An oft-told anecdote is how Beers was determined to not let slip one of Rhimes's plot points in the Grey's Anatomy pilot.
The scene featured Ellen Pompeo, as Meredith Grey, arriving at Seattle Grace Hospital after a one-night-stand with a stranger, who turns out to be her boss. It apparently felt too racy for some producers. Beers told them, "Yes, I've done the same thing. And it's not unknown to many women."
Beers says her instinct for defending the underdog came from her mom, who was a teacher. Her passion for television can be traced to her father, a New York theatrical agent who often discussed plays, movies and TV shows with her. "My earliest memory is sitting on dad's lap and watching television. It's in my DNA."
Once she could read, she would feverishly study the new-season issue of TV Guide. "I would handicap what I thought would go and what wouldn't. I tried to watch everything," she says, recalling two favorites — That Girl and The Mary Tyler Moore Show. She found inspiration in Moore's depiction of an independent career gal bolstered by a tightly knit workplace family,
"If you look at Shondaland, the workplace shows are central," Beers points out. "We're trying to represent messy, vulnerable people who are also strong and empowered women who do things."

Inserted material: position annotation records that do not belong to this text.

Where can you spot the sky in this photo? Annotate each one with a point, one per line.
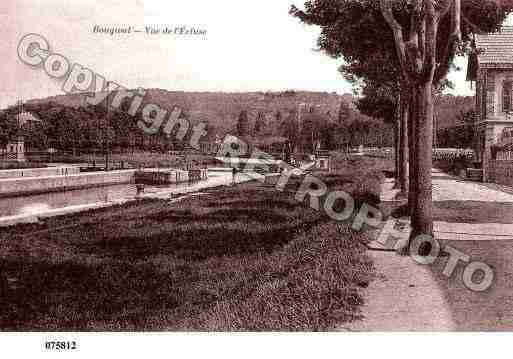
(249, 46)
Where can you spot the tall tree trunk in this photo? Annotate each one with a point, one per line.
(397, 143)
(412, 118)
(403, 147)
(422, 216)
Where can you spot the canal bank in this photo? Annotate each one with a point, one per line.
(31, 209)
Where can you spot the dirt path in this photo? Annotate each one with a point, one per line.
(475, 219)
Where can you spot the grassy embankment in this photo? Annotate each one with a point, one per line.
(238, 258)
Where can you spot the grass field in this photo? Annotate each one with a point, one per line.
(235, 258)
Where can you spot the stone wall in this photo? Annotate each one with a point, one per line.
(34, 185)
(39, 172)
(500, 172)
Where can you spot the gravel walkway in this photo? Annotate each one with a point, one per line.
(410, 297)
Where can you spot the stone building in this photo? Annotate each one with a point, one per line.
(491, 67)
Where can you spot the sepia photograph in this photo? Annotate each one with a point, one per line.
(286, 175)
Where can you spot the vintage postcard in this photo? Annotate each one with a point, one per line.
(335, 166)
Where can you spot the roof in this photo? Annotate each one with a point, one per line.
(25, 117)
(495, 48)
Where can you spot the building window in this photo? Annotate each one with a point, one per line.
(506, 96)
(490, 103)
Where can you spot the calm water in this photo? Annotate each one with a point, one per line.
(43, 202)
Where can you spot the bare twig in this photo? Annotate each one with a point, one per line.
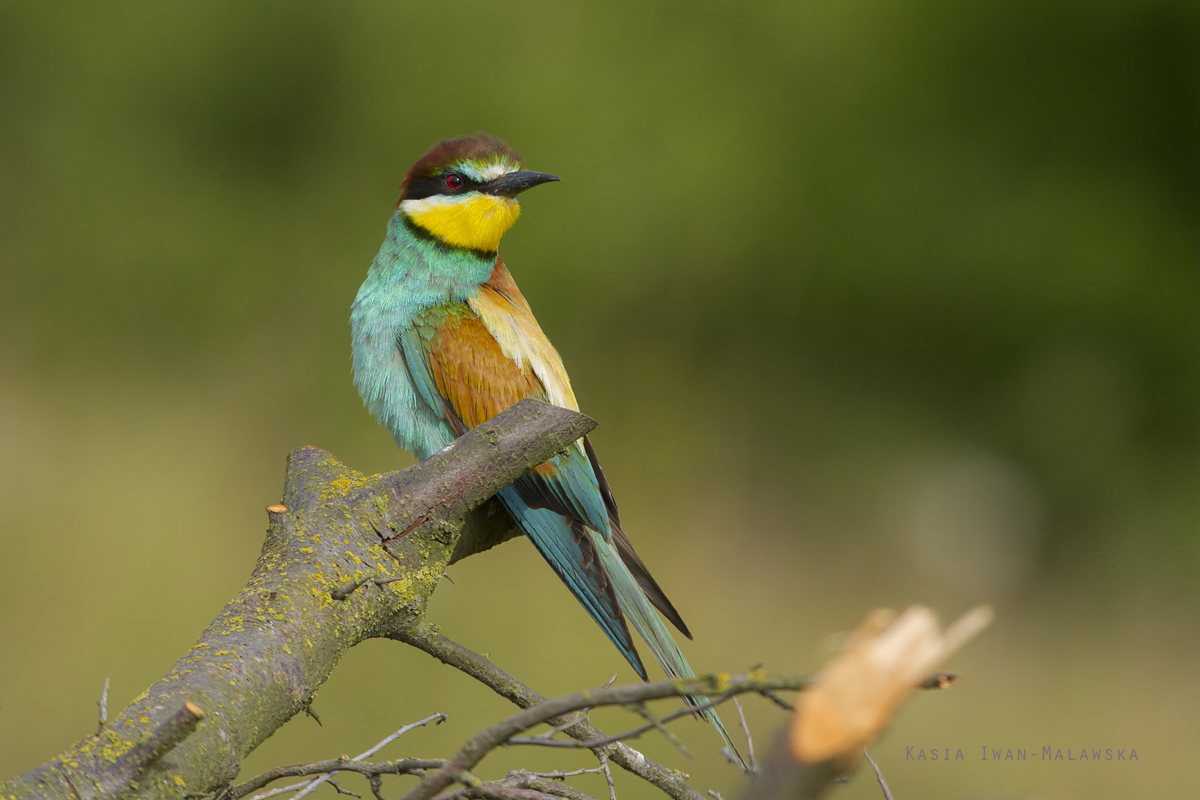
(329, 768)
(745, 728)
(883, 785)
(607, 773)
(778, 701)
(671, 782)
(939, 680)
(438, 719)
(103, 708)
(341, 791)
(655, 723)
(333, 765)
(474, 751)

Beers initially thought she'd act and demonstrated a knack for comedy. For various Procter & Gamble spots, she parodied an out- of-control announcer, Crazy Eddie, seen in 1980s commercials. As Crazy Carol, she says, "I talked frantically. A lot of things fell on my head."
She still occasionally exercises her acting chops. During table reads, she recites the stage directions with verve. "She always gets the biggest laughs," Lowes says.

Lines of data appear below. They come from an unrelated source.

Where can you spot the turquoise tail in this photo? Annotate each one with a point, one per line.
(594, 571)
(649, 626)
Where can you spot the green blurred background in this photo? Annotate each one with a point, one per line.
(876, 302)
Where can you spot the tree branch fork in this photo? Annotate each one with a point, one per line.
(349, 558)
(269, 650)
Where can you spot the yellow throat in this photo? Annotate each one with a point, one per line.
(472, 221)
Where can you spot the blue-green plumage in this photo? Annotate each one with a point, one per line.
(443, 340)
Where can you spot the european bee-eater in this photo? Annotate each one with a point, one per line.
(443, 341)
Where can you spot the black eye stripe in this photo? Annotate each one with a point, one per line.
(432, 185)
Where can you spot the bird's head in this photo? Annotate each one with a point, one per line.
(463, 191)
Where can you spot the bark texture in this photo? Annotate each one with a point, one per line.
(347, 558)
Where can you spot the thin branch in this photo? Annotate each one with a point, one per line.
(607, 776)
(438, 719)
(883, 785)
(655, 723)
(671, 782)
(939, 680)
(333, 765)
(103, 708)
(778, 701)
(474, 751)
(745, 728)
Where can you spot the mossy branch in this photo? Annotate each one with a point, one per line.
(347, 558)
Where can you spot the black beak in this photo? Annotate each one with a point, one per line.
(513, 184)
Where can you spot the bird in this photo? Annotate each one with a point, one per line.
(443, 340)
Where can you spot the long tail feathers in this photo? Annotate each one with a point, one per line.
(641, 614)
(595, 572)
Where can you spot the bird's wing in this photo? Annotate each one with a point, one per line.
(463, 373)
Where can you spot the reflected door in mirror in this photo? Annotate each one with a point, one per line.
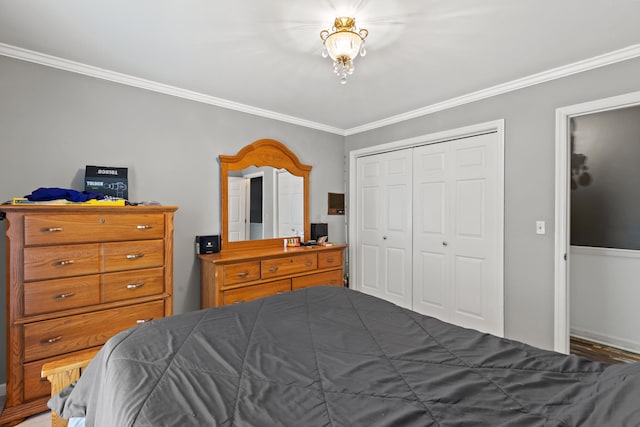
(290, 191)
(237, 199)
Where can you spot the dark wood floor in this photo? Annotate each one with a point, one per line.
(600, 352)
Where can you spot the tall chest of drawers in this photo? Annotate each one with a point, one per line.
(236, 276)
(75, 277)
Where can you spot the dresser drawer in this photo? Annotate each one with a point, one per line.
(132, 284)
(241, 272)
(332, 278)
(34, 385)
(329, 259)
(69, 228)
(249, 293)
(133, 255)
(72, 333)
(61, 294)
(62, 261)
(289, 265)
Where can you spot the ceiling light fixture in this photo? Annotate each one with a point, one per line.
(342, 44)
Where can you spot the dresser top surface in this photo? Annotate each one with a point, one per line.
(62, 209)
(251, 254)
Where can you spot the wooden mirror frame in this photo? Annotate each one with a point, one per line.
(263, 152)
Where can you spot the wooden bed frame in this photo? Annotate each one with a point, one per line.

Moving to Los Angeles, Beers worked almost exclusively in film production for two decades. Starting out as a reader, she eventually served as president of director Mike Newell's Dogstar Films and president of the Mark Gordon Company.
When she finally hooked up with Rhimes, neither had much TV experience. But "you don't know what you don't know," Beers observes. They tackled a pilot about women war correspondents. It wasn't picked up. With their next project, Grey's Anatomy, Beers passed out copies of tapes of the pilot from the trunk of her car.
That series, which has won five Emmys, drew attention for its colorblind casting. Scandal, which has won two Emmys, also kicked back tradition by being the first primetime network show to star a black actress in almost 40 years. In 2015 the star of How to Get Away with Murder, Viola Davis, became the first black woman to win an Emmy Award for outstanding lead actress in a drama series.
"I don't make anything I wouldn't want to watch," says Beers, who is something of an uncommon breed, given that the number of women executive producers still lags considerably behind their male counterparts. But Beers recently moved a desk and white shag rug into the office of the late Harry Cohn, a tyrannical Hollywood mogul.
"It was a gigantic thrill to move into the office," she says. "I want to take the power that's in this office and make sure it's used for good and generosity and creativity."